Affirmative Action, at least in my view, attempts to zap away the complete homogeneity in the collegiate level. No one has any problem with the importation of blacks into the University when they can piggyback thousands upon thousands of dollars off their success. Yet when you take one black kid who doesn’t dribble (Though, I can play basketball pretty good though! :D) or throw a ball for the team, everyone start to get up in arms. Simply incredible!
Melanin has nothing to do with it. Its the cultural differences, the different outlooks on life, which inherently transcends the concept of class or wealth as per your example.
It’s all bout setting up role-models for the next generation. While you may not care that a minority’s contribution to a bridge is insignificant, but to those who are trying to follow in their footsteps it is a great inspiration.
Oh, so because I’m white and I went to college that means Mommy and Daddy were rich and they paid for it all, plus I was given scholarships hand over foot just because of my skin tone?
I’d really like to know who my rich Mommy and Daddy are, and where these scholarships were, because I’d like to have them start sending the checks to the banks I owe student loans to.
Exactly what ‘they’ are you talking about here, because I know you weren’t lumping all white people into the ‘rich and privileged’ category.
Not at all ** catsix **. I will say that most of the white people that ** I ** interact with are financially privileged but I don’t think everyone is that way.
I apologize if my post came off as generalizing. I guess when we feel as if we are bitten, we tend to bite back. My bad. :o
And no, I wasn’t lumping ** all ** white people as ‘rich and privileged’ though the latter isn’t that quite far off.
quite bluntly, the privilege of not having to endure prejudices 'cause you appear to be of a minority instead of white.

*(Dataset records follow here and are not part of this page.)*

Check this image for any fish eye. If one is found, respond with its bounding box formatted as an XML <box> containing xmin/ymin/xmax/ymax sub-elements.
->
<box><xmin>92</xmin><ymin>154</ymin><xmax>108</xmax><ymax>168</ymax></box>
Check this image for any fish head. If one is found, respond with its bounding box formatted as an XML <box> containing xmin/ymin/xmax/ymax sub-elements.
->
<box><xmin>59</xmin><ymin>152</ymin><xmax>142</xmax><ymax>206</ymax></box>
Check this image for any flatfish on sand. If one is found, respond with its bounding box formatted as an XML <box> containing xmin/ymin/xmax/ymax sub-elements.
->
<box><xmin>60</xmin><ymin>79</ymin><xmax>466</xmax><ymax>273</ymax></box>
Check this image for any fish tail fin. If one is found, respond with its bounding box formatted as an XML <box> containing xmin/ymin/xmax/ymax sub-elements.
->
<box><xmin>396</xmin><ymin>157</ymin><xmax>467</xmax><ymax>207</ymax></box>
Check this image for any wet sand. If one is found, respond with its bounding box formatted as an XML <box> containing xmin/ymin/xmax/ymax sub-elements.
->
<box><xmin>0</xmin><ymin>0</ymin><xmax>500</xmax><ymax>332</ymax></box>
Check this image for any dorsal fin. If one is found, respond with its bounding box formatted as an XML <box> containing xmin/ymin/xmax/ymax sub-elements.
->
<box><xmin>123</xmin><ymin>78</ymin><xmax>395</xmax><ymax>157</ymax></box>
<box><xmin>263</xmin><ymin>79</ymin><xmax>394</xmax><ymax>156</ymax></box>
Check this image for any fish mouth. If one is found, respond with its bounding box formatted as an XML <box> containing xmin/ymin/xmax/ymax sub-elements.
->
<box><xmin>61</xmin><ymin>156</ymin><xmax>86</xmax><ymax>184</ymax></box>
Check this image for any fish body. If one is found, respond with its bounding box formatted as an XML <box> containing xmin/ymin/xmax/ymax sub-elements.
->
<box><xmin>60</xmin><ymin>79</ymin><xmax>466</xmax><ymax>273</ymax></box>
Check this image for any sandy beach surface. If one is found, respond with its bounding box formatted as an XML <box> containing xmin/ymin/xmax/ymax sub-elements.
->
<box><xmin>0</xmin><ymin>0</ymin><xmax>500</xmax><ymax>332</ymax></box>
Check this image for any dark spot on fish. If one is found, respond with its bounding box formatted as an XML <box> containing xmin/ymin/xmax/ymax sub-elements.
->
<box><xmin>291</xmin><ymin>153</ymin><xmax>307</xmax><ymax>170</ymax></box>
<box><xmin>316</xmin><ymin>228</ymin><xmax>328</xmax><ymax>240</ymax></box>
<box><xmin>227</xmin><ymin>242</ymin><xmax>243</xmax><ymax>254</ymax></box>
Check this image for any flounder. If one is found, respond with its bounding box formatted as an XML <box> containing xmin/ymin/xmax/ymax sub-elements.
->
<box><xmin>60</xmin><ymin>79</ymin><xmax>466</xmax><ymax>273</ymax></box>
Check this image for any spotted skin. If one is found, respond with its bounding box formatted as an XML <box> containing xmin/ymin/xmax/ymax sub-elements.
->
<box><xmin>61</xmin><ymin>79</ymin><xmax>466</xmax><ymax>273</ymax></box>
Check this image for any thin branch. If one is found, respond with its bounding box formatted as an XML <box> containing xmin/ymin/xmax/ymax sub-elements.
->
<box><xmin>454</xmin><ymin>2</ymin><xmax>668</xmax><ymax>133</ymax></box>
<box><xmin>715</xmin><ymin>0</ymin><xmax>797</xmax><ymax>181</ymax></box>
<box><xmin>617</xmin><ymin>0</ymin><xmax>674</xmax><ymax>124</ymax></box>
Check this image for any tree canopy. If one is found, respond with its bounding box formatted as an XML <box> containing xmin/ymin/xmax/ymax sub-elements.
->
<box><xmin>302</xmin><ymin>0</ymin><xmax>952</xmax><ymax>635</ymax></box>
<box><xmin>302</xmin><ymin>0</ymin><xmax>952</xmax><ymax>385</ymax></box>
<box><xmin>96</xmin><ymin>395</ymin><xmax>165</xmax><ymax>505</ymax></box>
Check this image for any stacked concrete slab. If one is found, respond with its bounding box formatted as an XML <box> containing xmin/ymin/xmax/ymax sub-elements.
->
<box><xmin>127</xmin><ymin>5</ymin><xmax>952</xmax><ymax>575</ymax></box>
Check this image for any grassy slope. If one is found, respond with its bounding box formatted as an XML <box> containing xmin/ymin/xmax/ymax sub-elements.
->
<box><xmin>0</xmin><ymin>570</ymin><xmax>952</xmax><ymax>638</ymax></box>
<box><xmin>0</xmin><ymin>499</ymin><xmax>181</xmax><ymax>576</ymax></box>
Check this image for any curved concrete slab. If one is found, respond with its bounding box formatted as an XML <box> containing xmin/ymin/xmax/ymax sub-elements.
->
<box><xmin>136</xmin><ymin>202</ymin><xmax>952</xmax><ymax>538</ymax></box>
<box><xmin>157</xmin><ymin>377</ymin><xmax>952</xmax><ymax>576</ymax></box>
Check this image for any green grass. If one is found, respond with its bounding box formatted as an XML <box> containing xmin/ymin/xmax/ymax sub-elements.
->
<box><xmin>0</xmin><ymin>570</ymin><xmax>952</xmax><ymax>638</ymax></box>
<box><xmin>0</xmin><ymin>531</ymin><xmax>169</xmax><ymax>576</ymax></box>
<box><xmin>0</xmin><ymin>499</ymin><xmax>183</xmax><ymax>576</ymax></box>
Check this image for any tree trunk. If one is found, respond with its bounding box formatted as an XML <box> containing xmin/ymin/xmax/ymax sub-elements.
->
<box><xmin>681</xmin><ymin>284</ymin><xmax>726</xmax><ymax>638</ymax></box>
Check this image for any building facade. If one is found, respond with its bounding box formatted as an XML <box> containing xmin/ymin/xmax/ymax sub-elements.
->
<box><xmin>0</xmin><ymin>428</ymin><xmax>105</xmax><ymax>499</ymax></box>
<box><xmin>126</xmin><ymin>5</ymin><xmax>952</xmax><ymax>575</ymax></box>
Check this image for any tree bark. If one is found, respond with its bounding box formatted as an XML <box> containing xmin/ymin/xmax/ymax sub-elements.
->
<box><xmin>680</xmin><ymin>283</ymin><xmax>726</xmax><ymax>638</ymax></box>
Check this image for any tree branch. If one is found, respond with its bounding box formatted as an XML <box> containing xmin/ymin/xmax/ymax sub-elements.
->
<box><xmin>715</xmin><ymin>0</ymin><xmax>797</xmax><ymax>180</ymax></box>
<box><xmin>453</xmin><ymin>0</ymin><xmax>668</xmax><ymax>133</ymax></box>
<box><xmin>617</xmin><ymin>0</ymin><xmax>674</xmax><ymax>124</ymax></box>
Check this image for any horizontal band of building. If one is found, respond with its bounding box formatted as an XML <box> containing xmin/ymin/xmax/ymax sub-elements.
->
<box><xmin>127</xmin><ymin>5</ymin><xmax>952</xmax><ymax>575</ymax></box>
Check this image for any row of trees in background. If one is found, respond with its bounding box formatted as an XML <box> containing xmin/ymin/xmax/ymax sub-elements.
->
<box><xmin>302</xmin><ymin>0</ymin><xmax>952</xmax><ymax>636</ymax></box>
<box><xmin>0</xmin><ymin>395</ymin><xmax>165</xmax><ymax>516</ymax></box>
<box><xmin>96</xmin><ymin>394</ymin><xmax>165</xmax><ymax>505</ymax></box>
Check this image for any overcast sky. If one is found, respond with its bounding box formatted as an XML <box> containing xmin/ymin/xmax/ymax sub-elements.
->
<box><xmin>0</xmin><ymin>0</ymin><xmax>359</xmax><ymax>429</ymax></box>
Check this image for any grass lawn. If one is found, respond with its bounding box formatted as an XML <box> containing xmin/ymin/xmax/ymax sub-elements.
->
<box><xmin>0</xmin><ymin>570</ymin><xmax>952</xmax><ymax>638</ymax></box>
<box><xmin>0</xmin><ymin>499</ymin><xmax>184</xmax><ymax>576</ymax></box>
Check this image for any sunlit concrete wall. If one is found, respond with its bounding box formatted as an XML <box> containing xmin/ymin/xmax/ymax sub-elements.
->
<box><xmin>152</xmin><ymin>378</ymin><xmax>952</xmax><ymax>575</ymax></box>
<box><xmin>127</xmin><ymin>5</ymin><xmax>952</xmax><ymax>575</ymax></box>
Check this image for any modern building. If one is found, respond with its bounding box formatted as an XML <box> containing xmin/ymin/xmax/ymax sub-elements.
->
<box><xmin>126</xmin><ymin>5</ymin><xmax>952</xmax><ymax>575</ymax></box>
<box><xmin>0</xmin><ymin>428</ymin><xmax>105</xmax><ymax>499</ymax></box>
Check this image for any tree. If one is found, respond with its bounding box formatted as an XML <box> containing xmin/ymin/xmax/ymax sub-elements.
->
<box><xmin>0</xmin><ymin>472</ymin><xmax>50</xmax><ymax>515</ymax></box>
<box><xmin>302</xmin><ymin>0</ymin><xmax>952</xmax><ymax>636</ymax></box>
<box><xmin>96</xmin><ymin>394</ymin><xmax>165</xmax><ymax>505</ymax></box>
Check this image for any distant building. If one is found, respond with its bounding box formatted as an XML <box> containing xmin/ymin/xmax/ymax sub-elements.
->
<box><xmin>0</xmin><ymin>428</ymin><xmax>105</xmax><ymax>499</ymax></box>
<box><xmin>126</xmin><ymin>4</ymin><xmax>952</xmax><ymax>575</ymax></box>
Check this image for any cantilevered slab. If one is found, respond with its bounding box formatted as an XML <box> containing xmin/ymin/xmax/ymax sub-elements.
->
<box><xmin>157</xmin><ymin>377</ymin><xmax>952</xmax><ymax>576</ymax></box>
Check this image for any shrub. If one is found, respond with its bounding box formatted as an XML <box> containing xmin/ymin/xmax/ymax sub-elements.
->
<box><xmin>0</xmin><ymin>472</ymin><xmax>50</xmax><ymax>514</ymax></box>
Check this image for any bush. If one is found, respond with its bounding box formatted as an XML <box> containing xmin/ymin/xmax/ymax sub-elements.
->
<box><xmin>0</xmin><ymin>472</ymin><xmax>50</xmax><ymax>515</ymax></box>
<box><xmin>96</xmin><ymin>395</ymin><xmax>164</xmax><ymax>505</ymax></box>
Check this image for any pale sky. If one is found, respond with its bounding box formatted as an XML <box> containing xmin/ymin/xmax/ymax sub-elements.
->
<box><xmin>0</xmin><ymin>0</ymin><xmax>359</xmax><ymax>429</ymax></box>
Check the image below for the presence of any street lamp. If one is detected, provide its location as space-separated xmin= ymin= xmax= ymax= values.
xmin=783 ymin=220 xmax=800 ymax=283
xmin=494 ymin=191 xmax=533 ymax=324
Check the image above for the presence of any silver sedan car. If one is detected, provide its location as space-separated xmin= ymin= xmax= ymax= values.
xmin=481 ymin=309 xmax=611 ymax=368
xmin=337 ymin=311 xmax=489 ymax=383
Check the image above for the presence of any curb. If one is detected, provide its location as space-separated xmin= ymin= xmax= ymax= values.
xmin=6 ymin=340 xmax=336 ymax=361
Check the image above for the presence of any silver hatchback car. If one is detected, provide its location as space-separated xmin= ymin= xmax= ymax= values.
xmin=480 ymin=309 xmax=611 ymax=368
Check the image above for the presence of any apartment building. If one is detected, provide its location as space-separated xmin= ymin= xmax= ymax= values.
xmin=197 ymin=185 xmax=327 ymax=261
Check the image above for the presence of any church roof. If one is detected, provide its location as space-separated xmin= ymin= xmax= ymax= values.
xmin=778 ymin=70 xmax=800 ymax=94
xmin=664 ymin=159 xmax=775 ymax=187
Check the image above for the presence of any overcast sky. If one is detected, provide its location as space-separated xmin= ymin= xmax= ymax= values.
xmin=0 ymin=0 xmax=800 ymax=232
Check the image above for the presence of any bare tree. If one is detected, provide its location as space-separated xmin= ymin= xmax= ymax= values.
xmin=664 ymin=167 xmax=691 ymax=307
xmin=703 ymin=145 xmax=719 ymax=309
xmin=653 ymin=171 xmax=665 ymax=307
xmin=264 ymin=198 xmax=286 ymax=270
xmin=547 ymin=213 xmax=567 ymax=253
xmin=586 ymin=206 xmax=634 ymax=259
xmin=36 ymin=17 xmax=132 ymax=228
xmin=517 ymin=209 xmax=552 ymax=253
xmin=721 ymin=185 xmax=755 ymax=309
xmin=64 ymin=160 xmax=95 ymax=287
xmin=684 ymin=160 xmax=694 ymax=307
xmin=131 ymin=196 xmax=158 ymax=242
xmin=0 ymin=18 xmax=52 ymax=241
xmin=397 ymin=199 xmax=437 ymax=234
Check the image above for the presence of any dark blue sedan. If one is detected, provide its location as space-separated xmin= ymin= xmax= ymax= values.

Or, is it your position that racism doesn’t exist?
(this does not mean that it’s impossible for a ‘white’ person to suffer from prejudice, I do suggest that at least in the US, it’s more likely to happen to some one of a minority than white)>
The problem with AA is that it is based on the principle that two wrongs do make a right.
If discriminating against someone because he is a member of one "racial"group is wrong- discriminating against someone else for being a member of another such group is also wrong.